Anonymous March 29, 2005 at 3:54 pm

Hmm, I will admit I don't have my books to hand to check, so am going on my memory only. But if prescriptive/descriptive don't work for you in the context I'm using them in, what dichotomy do they refer to?

Anonymous March 29, 2005 at 11:21 pm

Prescriptive grammar has (or claims to have) normative force. It tells people how they should speak and write. Traditional language instruction (both first and second language) uses the prescriptive strategy. Prescriptive grammar is the domain of most school language teachers and most newspaper “language maven” columns.
Descriptive grammar is what most linguists do. It concerns itself with describing what language users actually do. No native English speaker would ever produce the sentence Cat chimney up, and only an extremely inadequate descriptive account of English would fail to note this.
A prescriptive grammar of English would say, “The sentence It 's me is ungrammatical; you must say It is I.”
A descriptive grammar of English (and Geoff Pullum and Rodney Huddlestone have just produced a gem) will note that in fact almost nobody says It is I, while almost everyone will produce and accept It's me without blinking.
Both prescriptive and descriptive grammars would reject Cat chimney up, the former because it is wrong, and the latter because no native English speaker would ever produce such a sentence.
Both traditions use both rules and examples.

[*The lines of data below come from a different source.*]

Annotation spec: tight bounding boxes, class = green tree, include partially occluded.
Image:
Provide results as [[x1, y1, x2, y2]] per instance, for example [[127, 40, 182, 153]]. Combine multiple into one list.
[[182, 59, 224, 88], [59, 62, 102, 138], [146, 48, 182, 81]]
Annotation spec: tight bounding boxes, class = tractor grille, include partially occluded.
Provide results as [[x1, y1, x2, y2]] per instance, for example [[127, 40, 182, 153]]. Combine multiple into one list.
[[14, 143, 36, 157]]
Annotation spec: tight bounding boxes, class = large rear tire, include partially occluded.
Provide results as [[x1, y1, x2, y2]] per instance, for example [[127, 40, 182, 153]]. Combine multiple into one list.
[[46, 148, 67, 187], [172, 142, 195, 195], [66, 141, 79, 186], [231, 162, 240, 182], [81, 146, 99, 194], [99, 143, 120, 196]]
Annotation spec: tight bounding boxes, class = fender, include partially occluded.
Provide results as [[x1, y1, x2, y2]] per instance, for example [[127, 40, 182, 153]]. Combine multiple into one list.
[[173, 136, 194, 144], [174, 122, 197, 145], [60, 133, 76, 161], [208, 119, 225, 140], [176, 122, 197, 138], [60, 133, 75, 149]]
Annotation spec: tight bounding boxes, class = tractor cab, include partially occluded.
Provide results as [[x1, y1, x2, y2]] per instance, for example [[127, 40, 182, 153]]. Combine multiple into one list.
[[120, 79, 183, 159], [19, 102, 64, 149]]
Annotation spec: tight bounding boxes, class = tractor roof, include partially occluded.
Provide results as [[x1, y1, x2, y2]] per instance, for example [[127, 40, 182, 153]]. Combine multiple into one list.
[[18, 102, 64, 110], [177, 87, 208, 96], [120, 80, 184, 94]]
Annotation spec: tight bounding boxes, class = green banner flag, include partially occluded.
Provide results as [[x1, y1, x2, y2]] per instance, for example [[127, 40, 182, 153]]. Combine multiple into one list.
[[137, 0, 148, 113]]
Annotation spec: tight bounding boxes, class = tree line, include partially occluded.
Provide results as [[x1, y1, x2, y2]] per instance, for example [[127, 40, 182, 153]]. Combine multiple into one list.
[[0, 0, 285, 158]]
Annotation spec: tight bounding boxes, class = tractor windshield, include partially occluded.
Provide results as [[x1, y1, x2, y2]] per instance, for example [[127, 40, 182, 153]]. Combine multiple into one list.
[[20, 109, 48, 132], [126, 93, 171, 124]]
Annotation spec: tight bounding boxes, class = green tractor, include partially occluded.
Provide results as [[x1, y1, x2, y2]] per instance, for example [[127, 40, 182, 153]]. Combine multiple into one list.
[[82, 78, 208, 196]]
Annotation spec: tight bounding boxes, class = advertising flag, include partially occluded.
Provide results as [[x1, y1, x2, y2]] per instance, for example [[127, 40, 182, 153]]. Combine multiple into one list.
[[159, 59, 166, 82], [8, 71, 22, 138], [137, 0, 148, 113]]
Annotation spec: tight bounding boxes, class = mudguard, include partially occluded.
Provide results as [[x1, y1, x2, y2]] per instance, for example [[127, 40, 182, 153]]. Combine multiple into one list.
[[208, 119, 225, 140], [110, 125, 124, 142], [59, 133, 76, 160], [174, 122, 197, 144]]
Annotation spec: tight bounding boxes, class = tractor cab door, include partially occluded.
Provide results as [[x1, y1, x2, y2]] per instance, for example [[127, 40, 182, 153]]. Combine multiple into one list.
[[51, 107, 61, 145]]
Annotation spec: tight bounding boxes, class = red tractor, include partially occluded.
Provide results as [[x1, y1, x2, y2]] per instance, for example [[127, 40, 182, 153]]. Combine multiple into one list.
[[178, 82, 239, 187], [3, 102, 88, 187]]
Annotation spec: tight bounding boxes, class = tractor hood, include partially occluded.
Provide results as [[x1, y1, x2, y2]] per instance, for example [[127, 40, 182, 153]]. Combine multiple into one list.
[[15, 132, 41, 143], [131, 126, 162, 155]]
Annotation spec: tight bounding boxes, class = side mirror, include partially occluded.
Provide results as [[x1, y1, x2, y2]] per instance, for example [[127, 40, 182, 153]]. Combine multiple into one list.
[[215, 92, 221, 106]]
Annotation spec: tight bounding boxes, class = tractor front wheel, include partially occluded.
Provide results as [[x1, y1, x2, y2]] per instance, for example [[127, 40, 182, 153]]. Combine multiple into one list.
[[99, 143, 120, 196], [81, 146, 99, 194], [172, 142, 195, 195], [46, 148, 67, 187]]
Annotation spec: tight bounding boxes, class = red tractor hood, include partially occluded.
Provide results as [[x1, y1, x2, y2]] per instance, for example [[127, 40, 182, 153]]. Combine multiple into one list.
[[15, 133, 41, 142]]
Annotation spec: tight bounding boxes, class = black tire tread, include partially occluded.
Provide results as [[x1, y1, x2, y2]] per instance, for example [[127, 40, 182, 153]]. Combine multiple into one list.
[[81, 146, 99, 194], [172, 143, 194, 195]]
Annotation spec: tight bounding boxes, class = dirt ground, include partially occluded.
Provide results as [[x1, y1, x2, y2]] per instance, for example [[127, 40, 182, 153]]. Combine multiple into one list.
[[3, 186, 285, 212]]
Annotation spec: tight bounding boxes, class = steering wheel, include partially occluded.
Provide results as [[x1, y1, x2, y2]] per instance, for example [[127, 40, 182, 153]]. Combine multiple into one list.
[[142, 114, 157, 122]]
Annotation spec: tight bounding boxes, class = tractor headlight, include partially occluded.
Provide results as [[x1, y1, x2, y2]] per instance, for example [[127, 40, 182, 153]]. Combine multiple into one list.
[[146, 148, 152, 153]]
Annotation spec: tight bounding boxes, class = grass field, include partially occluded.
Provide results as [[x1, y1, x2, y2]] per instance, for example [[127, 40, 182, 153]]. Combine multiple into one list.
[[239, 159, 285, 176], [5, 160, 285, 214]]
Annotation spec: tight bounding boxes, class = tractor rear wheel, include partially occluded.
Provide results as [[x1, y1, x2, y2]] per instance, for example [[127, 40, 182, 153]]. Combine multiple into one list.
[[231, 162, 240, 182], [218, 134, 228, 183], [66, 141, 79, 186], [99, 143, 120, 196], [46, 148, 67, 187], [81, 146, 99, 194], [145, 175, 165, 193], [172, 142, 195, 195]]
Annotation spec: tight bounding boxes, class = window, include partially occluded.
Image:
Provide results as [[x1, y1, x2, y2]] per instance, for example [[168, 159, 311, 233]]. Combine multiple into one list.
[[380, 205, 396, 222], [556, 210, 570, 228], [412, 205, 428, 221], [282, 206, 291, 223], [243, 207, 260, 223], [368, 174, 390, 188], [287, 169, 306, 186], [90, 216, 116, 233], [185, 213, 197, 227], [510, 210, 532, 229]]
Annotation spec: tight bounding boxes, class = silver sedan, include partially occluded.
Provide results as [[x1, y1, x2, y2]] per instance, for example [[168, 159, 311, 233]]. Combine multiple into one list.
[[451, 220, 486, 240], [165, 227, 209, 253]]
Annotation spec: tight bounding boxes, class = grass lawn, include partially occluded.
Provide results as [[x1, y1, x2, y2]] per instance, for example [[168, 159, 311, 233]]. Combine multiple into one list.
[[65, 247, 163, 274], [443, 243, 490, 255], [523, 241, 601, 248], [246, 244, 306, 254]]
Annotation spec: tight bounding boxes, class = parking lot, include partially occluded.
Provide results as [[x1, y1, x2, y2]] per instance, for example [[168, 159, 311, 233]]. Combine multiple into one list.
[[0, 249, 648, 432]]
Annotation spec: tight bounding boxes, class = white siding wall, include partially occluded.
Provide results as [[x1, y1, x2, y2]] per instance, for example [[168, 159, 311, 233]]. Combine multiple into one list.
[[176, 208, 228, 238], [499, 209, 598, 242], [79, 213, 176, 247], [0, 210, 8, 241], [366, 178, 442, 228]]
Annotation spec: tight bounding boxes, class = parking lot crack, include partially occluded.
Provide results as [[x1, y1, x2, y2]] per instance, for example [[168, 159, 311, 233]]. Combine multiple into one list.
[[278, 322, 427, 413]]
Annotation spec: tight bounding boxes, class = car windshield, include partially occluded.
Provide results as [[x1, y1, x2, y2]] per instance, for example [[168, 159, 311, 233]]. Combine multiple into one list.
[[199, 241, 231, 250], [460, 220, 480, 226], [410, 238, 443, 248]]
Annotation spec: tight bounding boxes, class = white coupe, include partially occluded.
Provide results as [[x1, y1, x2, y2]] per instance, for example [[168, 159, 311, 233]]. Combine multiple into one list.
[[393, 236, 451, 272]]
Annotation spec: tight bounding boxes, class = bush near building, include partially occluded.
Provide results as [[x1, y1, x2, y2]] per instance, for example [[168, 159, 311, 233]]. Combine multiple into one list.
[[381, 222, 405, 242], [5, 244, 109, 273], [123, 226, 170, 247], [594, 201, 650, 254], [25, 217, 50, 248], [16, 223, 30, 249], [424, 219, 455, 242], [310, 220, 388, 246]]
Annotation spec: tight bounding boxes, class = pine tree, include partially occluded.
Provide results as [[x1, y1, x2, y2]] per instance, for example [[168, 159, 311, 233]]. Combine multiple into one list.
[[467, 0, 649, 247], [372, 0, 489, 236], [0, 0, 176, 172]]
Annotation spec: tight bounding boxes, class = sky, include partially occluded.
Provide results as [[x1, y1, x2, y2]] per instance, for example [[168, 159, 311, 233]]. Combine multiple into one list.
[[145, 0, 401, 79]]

In the prescriptive tradition, rules are meant to be real rules that you are supposed to follow, like rules of etiquette and traffic laws. In descriptive grammar, rules are hypotheses that try to capture regularities in people's actual usage. Linguists usually believe that we have rules in our heads (see Pinker on regular verbs, for example), but that we are mostly unconscious of them.
If you will forgive an extended example, English has three regular plural suffixes, all spelled -s or -es, but pronounced differently: the plural of cat is cats, the plural of dog is (pronounced) dogz, and the plural of finch is pronounced finchiz. We use these three distinct plural endings, -s, -z, and -iz, almost flawlessly and with near-perfect agreement between speakers. Nobody ever says doggiz, and nobody pluralizes play as place (using an s sound instead of a z). And yet not one speaker in a hundred can articulate the rule that allows them to choose the correct suffix. A descriptive account notes the regularity, takes a lot of data (examples), and often proposes a rule to explain the observed behavior. But if later data contradicts the rule, the rule will be modified or discarded.
None of this is intended to belittle the value of the distinction you made in your original post. Those two approaches to language-learning, one based on lots and lots of examples and immersion, and the other based on rules and careful analysis, both definitely exist, and people do, absolutely, need to think about which approach (or mixture of approaches) matches their own cognitive styles. It's just that the two approaches can't be called prescriptive and descriptive, because language scholars have already appropriated those two words and made them mean something else.
I still haven't come up with better words than inductive (for the example-based approach) and deductive or maybe analytic (for the rules-and-thinking approach). We definitely all learn our native languages inductively, while most second-language programs are pretty heavily analytic. One big reason for that is that little kids have a magical-seeming ability to suck up language by example, but that ability seems to fade during adolescence, so that the inductive approach becomes more frustrating.
OK, this is my favorite topic so I'm blithering on and on. Sorry. Hope I wasn't too incoherent, and thanks for your patience.

Anonymous March 29, 2005 at 11:22 pm

Oh, nuts. I forgot to sign that. It was me 🙂
–ACW

Anonymous April 30, 2005 at 5:59 pm

Finally got the time to fix this post! Thanks for your input!